For Charles Siisi, everything he had heard about index testing pointed to the fact that it was not doable and that it was hard to find index clients and not to talk about linking them to care.

“Index testing is not for everyone, it’s not about sexual contacts only, it requires commitment and passion and continuous skills development to succeed” a confident Charles Siisi, Community Liaison Officer at the Centre for Infectious Disease Research in Zambia (CIDRZ) stresses.

CIDRZ through support from the U.S. President’s Emergency Plan for AIDS Relief (PEPFAR) and the Centers for Disease Control and Prevention (CDC), working in close collaboration with the Ministry of Health (MOH), has embarked on accelerating responses towards reaching HIV epidemic control by 2030. Zambia has adopted the 90:90:90 UNAIDS targets to identify 90% of people living with HIV (PLHIV); 90% of PLHIV initiated and retained on antiretroviral therapy (ART)  and 90% of PLHIV becoming virally suppressed.

CIDRZ is implementing various interventions to reach the 90:90:90 targets among them index testing. The goal of index testing is to break the chain of HIV transmission by offering HIV testing services (HTS) to persons who have been exposed to HIV and linking them to: HIV treatment, if positive or prevention services if negative.

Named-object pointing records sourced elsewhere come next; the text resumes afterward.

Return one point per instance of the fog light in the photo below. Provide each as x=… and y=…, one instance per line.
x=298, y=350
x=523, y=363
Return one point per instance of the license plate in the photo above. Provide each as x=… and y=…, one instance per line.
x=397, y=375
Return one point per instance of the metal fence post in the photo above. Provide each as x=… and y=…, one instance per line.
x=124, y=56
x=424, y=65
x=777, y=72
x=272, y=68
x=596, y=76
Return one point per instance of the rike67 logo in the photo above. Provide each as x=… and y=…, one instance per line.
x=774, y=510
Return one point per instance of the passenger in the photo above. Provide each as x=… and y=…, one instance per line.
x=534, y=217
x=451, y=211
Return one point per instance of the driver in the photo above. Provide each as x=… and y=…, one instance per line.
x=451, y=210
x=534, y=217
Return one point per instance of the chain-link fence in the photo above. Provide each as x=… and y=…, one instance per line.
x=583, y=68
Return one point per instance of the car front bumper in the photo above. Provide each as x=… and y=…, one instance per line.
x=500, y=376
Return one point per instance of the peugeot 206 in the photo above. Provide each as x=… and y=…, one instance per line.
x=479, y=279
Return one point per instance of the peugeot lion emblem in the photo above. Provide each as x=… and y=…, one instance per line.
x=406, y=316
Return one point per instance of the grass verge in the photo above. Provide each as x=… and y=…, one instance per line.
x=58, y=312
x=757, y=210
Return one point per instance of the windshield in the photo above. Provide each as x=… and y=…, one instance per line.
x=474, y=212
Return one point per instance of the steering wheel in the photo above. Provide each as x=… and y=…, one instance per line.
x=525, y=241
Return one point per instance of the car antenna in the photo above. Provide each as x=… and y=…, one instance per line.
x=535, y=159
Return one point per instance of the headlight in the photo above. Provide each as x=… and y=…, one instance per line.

Index testing is a voluntary process where counsellors or health care providers ask a newly diagnosed HIV positive client or an HIV positive client already accessing HIV treatment to list all partners who could have been exposed to HIV through them. With consent from the individual who is HIV positive, each listed partner and child is contacted, informed that they have been exposed to HIV, and offered voluntary HIV testing services. Index testing is consensual, confidential, includes counseling, correct test results and connection to treatment or prevention services.

Charles’s Experience

“I endeavor to fulfill the commitments I make to clients such as confidentiality and friendship with them continues even outside the health facility. I visit them whenever I am free or when I am within their neighborhood offering the service to other clients. My sessions are more interactive and done within the client’s environment; all aimed at making the client feel appreciated and valued. If I am visiting them and find them doing their chores, I help them and use the opportunity to talk about HIV/AIDS prevention, testing and care services.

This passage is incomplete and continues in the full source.